The path ahead is long, but achievable with the right strategy

While health plans must have their FHIR®-Based Patient Access API up and running, they must also have implemented a Provider Directory API, enabling provider directory information to be made publicly available via a standards-based API. Payer-to-payer data sharing is yet another policy specified in CMS’ final rule, requiring payers to exchange certain patient clinical data at the patient’s request. These regulatory initiatives are only part of a much broader technology transformation that is now well underway in the health care industry. While the path ahead may be long, the journey toward enabling greater interoperability and connectivity across the health care system and empowering patients to be active stewards of their health and health care is essential.


About the author

Mr. Archibong serves as associate vice president of innovation at Inovalon, where he oversees the development and implementation of Inovalon’s interoperability solutions. 

As a health care IT executive with over 18 years of experience in the technology field, Mr. Archibong has also held several executive roles for large health care provider systems over the last 10 years. He began his career with Johnson & Johnson (J&J) where he successfully streamlined IT project execution and resource management across all 250 J&J operating companies globally.

He transitioned into health care when he was tapped to join Cooper University Health Care, Camden, NJ as their director of enterprise applications. He successfully led the system-wide implementation and adoption of the Epic Electronic Health Record (EHR) for the health system, a 635-bed academic hospital, Level 1 trauma center, and 630 employed physicians. Mr. Archibong subsequently led both the hospital and providers to successfully attest to Meaningful Use Stages 1 through 3, earning over $10 million in CMS incentives for the health system. Under his leadership the health system achieved Stage 6 on the HIMSS Analytics EMR Adoption model.  

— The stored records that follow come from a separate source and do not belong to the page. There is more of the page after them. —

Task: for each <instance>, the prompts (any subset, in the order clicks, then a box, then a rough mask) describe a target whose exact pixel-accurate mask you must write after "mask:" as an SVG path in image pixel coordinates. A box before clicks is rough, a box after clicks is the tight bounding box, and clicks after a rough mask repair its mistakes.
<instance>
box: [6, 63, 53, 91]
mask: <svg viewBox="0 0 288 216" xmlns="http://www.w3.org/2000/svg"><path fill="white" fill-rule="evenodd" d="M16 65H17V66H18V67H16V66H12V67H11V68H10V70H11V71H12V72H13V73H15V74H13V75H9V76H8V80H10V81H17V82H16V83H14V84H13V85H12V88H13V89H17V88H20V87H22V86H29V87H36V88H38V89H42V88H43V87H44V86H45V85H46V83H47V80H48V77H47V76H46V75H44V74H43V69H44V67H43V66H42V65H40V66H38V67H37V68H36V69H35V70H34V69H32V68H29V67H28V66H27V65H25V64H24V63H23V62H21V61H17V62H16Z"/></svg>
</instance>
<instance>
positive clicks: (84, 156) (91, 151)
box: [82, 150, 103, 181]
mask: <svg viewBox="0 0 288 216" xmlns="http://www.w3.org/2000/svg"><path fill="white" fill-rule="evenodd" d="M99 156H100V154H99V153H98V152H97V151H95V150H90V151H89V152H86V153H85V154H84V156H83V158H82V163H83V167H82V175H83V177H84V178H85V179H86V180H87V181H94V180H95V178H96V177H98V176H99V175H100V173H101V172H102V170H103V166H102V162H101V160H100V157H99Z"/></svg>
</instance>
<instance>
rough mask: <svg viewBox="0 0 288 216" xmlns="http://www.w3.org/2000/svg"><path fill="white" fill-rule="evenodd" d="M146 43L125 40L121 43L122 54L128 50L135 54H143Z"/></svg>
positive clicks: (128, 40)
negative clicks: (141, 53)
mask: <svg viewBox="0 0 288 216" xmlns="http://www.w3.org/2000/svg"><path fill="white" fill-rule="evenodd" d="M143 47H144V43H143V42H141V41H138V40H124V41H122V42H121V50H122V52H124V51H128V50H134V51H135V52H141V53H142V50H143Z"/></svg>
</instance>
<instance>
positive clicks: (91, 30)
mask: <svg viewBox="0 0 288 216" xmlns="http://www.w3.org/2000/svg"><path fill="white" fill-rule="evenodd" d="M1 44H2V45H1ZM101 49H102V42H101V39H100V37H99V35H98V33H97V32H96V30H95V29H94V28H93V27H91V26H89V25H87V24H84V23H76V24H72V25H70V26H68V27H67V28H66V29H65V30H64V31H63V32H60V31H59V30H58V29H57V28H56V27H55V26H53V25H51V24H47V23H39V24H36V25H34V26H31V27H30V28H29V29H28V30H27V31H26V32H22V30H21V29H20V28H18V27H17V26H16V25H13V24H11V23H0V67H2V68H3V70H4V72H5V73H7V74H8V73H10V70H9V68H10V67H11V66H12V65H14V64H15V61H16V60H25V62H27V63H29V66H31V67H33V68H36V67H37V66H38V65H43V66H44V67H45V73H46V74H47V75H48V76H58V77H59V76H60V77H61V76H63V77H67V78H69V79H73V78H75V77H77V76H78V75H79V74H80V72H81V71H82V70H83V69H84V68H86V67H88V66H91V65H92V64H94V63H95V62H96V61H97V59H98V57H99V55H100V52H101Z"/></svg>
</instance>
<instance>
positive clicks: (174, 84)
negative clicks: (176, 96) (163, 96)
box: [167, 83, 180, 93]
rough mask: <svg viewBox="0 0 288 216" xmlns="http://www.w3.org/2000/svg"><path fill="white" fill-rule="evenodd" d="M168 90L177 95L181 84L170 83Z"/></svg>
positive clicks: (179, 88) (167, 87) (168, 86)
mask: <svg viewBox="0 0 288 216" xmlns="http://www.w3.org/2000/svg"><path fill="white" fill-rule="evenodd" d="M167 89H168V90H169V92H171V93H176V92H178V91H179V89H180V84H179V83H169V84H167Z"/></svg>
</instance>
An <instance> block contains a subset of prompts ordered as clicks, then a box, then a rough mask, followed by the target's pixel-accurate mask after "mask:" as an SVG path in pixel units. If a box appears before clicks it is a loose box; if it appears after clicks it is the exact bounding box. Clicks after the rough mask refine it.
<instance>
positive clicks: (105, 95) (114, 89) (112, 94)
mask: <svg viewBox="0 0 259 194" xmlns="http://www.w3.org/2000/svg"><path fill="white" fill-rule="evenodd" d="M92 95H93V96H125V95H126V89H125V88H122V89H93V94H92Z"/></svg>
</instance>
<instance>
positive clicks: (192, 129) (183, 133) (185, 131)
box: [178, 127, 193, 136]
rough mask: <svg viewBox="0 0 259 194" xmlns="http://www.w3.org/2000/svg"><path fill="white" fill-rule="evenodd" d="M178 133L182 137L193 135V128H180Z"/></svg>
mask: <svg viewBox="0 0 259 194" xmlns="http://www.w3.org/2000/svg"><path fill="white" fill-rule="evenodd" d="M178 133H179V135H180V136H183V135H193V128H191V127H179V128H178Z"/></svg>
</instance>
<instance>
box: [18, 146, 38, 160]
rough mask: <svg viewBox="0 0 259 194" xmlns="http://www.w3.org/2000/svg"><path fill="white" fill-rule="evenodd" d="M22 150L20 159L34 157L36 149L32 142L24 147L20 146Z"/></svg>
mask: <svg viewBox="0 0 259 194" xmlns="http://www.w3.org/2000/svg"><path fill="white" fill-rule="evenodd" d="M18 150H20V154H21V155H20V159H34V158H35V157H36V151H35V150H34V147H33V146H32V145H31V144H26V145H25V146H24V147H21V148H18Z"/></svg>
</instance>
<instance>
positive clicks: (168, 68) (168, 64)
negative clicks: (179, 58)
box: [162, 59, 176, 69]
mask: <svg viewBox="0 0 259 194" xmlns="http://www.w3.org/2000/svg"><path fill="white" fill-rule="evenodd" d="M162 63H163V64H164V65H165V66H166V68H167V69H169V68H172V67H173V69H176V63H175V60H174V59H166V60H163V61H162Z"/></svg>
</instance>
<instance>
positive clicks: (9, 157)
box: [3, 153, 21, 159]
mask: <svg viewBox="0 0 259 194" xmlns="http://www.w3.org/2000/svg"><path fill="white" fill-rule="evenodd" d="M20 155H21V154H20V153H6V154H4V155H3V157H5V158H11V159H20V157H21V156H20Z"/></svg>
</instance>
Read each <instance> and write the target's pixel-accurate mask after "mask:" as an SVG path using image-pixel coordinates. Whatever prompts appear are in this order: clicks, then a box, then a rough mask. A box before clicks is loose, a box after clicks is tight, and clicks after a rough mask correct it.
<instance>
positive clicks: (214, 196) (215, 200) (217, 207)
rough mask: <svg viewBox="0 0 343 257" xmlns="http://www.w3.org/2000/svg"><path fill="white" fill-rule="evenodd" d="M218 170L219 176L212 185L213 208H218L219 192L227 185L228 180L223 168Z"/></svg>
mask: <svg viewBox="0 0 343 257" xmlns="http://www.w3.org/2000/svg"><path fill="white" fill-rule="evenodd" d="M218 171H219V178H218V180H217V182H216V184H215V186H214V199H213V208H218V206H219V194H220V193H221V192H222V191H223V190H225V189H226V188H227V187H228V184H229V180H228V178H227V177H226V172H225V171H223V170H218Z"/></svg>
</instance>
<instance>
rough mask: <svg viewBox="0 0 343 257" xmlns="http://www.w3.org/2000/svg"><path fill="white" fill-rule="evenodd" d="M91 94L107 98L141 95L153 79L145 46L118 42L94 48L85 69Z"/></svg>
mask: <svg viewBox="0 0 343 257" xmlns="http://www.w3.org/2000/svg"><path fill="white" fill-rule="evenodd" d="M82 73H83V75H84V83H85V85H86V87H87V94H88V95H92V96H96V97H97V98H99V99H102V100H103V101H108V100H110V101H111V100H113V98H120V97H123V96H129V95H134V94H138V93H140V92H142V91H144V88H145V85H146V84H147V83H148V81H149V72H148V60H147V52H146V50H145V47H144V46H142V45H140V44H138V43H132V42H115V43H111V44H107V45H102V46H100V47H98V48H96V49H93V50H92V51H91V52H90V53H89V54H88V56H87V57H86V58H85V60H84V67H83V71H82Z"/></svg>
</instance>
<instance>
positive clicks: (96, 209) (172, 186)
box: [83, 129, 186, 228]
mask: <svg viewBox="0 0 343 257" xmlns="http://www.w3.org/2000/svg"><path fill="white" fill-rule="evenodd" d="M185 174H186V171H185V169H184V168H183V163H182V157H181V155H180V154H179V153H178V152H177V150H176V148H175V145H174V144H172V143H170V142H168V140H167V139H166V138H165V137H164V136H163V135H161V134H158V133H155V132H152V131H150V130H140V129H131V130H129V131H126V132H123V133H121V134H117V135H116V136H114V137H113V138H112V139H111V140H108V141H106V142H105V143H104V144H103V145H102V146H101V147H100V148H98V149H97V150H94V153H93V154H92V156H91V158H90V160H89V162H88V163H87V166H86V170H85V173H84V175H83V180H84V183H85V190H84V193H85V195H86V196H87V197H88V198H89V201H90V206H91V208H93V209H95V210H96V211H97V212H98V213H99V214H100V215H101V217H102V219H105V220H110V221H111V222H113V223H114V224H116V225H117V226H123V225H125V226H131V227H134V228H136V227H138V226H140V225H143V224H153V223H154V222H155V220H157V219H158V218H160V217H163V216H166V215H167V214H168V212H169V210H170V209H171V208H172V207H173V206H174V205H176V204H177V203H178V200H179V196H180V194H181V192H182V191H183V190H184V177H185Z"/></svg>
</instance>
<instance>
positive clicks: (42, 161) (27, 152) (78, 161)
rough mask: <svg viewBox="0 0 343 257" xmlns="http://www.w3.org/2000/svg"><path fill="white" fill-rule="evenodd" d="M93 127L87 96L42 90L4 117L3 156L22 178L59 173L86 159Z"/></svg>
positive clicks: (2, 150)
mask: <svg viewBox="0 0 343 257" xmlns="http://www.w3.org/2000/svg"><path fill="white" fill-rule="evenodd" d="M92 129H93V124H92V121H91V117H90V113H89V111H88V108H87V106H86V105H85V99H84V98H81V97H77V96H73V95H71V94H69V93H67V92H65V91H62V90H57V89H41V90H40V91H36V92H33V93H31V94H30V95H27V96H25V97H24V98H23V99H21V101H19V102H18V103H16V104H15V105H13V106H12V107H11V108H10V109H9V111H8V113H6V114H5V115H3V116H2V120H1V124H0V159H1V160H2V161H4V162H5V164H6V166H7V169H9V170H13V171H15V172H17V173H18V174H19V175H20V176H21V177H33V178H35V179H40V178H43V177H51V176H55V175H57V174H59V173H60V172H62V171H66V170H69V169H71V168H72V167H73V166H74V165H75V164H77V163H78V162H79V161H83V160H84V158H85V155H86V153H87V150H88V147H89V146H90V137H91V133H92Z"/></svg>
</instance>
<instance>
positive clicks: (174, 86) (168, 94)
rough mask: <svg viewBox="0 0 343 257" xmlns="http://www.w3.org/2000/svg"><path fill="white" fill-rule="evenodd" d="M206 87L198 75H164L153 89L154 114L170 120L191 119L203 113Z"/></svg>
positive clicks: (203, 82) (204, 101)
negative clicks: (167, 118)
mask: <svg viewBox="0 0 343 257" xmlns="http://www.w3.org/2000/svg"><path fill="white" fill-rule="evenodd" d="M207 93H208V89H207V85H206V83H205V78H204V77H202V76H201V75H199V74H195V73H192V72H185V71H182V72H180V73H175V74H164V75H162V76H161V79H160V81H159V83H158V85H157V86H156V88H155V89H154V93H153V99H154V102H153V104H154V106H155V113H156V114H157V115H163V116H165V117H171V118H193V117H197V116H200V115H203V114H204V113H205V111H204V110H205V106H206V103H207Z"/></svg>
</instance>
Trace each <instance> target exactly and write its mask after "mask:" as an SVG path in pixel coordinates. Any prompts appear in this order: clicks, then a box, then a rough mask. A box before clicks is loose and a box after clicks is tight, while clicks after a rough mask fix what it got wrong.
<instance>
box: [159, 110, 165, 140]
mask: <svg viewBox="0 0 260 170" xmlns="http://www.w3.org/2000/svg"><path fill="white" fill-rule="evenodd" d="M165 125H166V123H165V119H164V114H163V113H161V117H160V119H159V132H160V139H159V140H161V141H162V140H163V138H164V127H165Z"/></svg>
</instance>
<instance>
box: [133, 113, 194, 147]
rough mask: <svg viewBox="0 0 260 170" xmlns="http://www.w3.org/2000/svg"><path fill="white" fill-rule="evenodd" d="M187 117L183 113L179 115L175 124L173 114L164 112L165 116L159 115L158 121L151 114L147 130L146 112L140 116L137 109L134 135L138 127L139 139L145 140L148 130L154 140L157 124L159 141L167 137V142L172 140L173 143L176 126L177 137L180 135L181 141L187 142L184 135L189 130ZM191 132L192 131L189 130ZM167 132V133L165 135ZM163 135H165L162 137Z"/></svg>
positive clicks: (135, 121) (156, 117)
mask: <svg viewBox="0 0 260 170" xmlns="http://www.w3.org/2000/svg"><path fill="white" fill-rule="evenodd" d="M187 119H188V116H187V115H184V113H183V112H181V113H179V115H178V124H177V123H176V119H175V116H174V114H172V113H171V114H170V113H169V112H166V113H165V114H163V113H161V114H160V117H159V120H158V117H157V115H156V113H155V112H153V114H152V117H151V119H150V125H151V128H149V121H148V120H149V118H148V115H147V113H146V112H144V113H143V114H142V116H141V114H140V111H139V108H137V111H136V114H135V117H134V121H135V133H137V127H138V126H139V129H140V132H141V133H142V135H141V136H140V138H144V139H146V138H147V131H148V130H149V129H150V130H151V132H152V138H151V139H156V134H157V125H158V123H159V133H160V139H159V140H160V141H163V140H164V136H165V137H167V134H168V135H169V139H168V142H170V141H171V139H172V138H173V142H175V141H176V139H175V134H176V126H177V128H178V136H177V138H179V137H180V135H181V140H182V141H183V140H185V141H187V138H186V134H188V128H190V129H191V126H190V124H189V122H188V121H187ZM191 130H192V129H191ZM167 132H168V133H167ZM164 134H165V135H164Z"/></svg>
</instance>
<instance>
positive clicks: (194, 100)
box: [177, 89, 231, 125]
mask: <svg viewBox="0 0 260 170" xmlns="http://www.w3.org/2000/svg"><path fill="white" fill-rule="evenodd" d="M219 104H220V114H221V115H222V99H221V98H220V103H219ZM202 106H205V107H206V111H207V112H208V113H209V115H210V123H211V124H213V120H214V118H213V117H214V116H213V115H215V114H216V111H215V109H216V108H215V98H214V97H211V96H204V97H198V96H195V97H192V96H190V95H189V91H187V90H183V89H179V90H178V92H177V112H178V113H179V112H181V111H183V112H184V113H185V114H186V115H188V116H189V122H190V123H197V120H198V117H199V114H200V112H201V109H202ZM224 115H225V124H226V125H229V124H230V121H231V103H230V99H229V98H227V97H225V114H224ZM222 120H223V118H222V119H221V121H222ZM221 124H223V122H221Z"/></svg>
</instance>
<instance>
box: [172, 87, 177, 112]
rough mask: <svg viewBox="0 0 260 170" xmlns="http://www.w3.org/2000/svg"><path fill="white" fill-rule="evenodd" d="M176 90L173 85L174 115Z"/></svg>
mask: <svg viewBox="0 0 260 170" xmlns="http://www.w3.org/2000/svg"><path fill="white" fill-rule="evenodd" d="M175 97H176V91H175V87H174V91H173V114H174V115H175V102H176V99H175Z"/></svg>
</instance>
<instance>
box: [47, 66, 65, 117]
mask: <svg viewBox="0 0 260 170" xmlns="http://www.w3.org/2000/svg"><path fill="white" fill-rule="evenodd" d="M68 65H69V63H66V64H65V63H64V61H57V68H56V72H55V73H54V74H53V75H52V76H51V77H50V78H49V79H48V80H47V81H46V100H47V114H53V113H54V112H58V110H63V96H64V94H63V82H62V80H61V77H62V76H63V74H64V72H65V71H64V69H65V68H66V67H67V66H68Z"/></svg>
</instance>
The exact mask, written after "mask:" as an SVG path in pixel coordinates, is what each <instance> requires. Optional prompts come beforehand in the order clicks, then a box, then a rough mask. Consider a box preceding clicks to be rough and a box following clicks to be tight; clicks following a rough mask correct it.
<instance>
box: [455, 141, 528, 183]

He then joined Anne Arundel Medical Center (AAMC) in Annapolis, MD as its executive director and associate chief information officer (ACIO). There he led several technology advancements for the health system, including the launch of a new Enterprise Resource Planning (ERP) system, a Picture Archiving and Communication System (PACS), and deployment of Epic EHR across all their Ambulatory clinics. AAMC was recognized as one of the nations Most Connected hospitals by U.S. News and World Report, as well as a HealthCare's Most Wired Hospital in 2015 and 2016 during his tenure as ACIO.

Prior to joining Inovalon, Henry was the vice president and site executive for University of Maryland Capital Region Health in Prince Georges County, MD.